What was interesting, however, was that Kennedy tried to downplay the severity of what got Henderson suspended.
“As is typical with Marshall things get sensationalized, quite frankly,” Kennedy said. “There have been a lot of different speculation and based on his rights and based on respect for those rights, we can’t delve into anything. But here’s a kid though that has not been arrested, knock on wood, and has certainly owned some of his mistakes. He was suspended for an internal matter. It wasn’t something that we had to involve authorities outside of our roof, and we’ll deal with it internally.”

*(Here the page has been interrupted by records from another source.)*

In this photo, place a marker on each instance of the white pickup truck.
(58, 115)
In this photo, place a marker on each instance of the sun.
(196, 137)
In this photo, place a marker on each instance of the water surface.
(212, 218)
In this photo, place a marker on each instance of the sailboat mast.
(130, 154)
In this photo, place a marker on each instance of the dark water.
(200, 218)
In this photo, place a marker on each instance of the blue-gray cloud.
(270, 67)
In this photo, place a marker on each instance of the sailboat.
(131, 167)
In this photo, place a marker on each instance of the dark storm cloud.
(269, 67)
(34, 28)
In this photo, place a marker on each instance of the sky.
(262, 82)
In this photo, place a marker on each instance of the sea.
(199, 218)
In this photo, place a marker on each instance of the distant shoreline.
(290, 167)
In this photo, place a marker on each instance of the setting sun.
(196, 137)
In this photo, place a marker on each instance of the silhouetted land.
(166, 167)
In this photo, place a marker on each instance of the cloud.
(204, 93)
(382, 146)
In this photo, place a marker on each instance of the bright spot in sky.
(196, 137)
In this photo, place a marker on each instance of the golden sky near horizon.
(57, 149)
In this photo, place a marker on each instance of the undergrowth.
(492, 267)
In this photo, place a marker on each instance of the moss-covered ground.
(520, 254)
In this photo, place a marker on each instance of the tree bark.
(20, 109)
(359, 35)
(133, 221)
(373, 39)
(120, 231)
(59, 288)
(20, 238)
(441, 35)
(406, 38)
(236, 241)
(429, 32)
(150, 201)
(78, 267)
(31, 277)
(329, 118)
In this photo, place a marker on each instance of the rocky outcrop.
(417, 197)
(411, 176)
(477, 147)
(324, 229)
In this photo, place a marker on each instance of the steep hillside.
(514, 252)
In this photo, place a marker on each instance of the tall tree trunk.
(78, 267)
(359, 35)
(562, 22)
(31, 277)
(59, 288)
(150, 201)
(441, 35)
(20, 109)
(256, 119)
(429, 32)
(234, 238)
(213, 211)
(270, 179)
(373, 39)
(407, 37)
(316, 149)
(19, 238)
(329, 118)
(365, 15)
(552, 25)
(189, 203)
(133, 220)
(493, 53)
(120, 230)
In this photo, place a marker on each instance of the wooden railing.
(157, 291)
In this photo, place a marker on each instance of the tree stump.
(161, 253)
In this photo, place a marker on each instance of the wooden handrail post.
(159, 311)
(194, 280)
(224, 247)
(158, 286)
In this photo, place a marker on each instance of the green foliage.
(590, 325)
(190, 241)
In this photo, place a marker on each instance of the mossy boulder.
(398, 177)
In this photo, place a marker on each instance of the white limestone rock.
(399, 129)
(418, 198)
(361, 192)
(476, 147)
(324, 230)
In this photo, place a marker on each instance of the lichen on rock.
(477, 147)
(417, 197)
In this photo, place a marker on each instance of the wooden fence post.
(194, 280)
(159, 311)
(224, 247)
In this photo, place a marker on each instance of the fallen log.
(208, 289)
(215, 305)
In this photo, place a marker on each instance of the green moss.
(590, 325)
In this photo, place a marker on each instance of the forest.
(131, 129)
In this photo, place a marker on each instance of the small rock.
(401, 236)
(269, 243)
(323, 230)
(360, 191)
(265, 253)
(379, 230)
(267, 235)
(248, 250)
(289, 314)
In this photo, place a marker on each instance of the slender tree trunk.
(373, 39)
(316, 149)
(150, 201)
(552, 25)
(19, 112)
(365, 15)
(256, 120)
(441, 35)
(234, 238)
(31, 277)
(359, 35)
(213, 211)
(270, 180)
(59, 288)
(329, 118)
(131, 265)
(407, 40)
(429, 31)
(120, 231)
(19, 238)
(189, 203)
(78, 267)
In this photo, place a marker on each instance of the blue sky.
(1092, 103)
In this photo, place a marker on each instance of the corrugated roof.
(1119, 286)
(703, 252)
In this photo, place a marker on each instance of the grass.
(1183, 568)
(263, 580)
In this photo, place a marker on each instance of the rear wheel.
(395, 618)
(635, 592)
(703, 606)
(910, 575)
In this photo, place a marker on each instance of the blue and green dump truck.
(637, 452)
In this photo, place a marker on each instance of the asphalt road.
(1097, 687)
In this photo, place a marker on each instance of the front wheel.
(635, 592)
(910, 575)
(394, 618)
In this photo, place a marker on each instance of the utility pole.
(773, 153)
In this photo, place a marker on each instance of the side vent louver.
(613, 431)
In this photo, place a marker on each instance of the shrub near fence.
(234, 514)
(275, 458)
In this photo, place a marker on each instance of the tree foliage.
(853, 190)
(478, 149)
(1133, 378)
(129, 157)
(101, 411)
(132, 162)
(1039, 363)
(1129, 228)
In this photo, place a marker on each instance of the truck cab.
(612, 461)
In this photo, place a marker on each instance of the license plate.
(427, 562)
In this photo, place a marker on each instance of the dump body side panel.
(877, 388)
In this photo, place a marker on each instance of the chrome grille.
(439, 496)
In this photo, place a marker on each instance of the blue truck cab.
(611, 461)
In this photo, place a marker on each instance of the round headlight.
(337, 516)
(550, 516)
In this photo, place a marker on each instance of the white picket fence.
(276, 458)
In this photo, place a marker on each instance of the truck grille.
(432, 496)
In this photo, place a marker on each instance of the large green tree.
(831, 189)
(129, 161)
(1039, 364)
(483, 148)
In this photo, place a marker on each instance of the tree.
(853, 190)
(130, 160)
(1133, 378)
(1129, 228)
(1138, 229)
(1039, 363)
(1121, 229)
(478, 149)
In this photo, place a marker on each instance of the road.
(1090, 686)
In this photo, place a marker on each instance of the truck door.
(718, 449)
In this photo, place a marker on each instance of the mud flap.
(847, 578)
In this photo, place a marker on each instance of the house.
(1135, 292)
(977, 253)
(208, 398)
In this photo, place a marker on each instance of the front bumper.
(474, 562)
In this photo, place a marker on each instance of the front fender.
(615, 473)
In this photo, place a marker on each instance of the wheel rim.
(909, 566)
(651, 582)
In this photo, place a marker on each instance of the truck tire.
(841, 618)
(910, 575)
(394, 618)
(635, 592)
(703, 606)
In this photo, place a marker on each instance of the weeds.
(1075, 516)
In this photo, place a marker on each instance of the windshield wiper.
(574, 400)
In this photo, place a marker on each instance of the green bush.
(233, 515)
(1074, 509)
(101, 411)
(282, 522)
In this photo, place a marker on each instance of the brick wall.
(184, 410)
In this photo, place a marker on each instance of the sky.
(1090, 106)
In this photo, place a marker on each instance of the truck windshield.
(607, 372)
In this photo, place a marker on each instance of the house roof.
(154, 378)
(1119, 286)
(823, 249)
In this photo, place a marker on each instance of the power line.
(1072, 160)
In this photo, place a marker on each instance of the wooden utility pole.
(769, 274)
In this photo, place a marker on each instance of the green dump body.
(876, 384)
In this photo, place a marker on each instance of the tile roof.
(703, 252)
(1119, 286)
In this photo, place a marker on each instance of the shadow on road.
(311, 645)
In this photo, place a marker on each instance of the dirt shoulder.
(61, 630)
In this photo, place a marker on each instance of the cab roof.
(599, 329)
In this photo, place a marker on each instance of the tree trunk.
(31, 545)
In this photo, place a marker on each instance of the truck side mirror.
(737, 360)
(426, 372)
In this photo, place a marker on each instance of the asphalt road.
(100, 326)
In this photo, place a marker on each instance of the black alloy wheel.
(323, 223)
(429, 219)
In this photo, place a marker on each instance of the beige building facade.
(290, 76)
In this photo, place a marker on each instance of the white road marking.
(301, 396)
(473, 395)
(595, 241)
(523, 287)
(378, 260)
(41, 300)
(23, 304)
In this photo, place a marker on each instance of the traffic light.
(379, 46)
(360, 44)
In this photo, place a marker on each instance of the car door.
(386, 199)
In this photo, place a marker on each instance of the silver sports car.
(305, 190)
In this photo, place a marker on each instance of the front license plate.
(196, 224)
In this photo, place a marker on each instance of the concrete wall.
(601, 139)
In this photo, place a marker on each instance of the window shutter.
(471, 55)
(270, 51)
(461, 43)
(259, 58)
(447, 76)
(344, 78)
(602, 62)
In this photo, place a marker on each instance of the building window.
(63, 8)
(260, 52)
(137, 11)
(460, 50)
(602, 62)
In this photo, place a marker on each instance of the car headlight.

He’s right. Henderson is a sparkplug. He draws attention to himself, which isn’t necessarily a bad thing. But when the attention you get is a result of wild (and, at times, hilarious) trash-talking on the court and routinely being photographed drinking, past issues with drugs and a weekly party known as #WhiteGirlWednesday off the court, the legend grows.
If Henderson didn’t embrace the persona, if he didn’t build his brand about The Fratboy Ideal, his transgressions wouldn’t be as scrutinized.